Pages

Wednesday, August 26, 2009

Today is my anniversary


...here on eblogger. One year to the day.

I thought I would go back and see where my journey here began.

It doesn't feel like a year and sometimes it even feels like I'm writing for nothing, sometimes it feels like I am speaking to the world!

I've learned because of writing this blog that it doesn't matter what I am feeling or thinking if I don't pray for help writing it, if I don't say each and every time "Lord use me today, put Your words here on this blog as I write not mine, and send the one person or the many that needs to hear what You are saying today"

I have jumped on and written something trying to make that silly deadline I set for myself, you know the "I'll post Mon, Wed and Fri" and the words don't come sometimes, or I will write them out jotting (so to speak) and the feeling of God's presence isn't there so I delete it. I use to feel like I was failing and there came that ole guilt again, but God has taught me that, first- It must be His words - not mine, second- I must always be in prayer when I write for it to be His words not mine and third- it's not ever about "me". Maybe today isn't the day He has something to say through me but through someone else.

Nope, it's not all about me and thank You Father for making that very clear to me by allowing me this blog where which I could learn, more tiny steps. You have used this blog site to use me AND TO TEACH ME.

I began because I was learning as I go and wanted to share the difficulties and decisions and pain that we go through, that we are not exempt from because we turn it over to God.
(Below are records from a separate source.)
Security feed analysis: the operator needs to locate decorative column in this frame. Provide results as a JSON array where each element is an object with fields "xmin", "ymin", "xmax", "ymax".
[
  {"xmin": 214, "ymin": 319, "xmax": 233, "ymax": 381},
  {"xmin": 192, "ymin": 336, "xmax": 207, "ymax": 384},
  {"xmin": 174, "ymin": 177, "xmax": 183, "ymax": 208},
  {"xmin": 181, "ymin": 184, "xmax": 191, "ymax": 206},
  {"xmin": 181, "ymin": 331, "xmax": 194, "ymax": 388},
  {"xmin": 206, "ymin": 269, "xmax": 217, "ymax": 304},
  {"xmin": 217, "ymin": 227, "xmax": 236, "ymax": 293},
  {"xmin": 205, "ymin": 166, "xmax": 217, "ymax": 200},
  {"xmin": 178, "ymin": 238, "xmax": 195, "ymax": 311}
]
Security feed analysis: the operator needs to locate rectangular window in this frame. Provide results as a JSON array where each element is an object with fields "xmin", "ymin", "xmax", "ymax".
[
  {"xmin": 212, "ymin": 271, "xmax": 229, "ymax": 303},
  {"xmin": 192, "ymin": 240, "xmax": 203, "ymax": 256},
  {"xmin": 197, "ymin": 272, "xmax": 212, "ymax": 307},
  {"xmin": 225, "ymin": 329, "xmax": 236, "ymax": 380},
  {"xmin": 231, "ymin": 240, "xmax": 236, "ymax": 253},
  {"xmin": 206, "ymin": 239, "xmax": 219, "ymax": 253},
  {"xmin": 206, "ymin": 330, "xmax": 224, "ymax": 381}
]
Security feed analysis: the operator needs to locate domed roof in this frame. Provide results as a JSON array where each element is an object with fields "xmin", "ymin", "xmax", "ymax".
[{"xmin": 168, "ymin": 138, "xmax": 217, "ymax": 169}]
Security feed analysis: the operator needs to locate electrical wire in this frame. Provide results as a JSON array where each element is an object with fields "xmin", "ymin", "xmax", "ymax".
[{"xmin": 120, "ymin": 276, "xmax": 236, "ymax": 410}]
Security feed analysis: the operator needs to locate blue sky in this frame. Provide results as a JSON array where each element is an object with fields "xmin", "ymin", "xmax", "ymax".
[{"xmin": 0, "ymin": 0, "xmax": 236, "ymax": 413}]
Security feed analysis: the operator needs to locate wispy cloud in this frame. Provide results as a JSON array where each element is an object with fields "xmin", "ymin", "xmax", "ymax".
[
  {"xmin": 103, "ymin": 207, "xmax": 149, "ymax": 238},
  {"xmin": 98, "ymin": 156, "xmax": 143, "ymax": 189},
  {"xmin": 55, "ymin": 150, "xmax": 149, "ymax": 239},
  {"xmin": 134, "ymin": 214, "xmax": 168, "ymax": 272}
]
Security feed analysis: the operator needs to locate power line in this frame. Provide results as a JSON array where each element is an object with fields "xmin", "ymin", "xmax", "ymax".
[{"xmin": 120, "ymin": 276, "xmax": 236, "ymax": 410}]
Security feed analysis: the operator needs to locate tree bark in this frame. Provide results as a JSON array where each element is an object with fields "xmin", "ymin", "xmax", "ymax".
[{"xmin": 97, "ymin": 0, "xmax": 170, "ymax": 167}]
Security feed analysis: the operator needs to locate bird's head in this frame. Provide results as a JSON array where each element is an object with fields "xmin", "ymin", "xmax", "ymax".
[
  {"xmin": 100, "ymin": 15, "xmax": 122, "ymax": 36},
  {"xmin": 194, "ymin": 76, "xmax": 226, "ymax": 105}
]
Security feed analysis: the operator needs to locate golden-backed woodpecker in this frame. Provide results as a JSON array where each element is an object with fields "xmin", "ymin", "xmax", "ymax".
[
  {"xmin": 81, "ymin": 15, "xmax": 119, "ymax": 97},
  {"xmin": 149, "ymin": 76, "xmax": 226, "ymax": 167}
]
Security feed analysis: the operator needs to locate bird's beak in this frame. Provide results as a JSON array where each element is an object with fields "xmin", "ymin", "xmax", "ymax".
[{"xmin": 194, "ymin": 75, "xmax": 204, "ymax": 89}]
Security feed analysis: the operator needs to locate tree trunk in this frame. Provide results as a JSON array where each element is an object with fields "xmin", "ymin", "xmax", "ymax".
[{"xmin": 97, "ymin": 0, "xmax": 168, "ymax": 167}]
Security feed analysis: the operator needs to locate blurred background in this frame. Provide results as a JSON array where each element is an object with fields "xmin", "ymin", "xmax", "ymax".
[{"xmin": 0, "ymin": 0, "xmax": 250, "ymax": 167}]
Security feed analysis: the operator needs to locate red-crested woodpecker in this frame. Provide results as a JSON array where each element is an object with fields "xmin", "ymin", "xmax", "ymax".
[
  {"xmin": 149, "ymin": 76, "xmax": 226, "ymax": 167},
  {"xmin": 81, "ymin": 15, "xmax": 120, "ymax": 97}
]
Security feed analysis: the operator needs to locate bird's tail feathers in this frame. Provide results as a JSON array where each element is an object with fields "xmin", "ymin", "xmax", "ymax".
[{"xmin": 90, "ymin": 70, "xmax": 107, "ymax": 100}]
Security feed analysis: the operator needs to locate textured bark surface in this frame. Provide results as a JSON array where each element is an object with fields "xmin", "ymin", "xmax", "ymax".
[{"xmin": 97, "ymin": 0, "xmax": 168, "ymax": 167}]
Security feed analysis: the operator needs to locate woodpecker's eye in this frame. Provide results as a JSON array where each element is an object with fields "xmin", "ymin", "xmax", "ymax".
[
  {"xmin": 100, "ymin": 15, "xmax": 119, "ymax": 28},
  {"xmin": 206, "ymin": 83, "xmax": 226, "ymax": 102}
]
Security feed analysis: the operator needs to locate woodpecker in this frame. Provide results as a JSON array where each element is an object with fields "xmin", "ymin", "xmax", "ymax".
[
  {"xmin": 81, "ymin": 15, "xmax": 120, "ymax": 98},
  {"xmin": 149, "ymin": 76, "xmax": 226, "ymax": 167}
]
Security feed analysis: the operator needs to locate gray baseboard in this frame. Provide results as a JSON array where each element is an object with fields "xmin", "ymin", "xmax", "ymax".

I wanted God to use me for others who go through the same doubt, fear and traumas of every day earthly life learning that God uses those things to "reach us and teach us".

I still believe that the consequences put on us are a result of the choices we make, they are not punishment from God, He just waits on us to mess up, knowing we are going to and is ready to use that and mold us with it. It's all about "opportunity" and God is always ready and there, never failing us.

I say, don't be regretful for the choices, be ready! Listen, learn and go on. Just check that one off your little list and move to the next and, better choice you will make when you let God make that choice with you.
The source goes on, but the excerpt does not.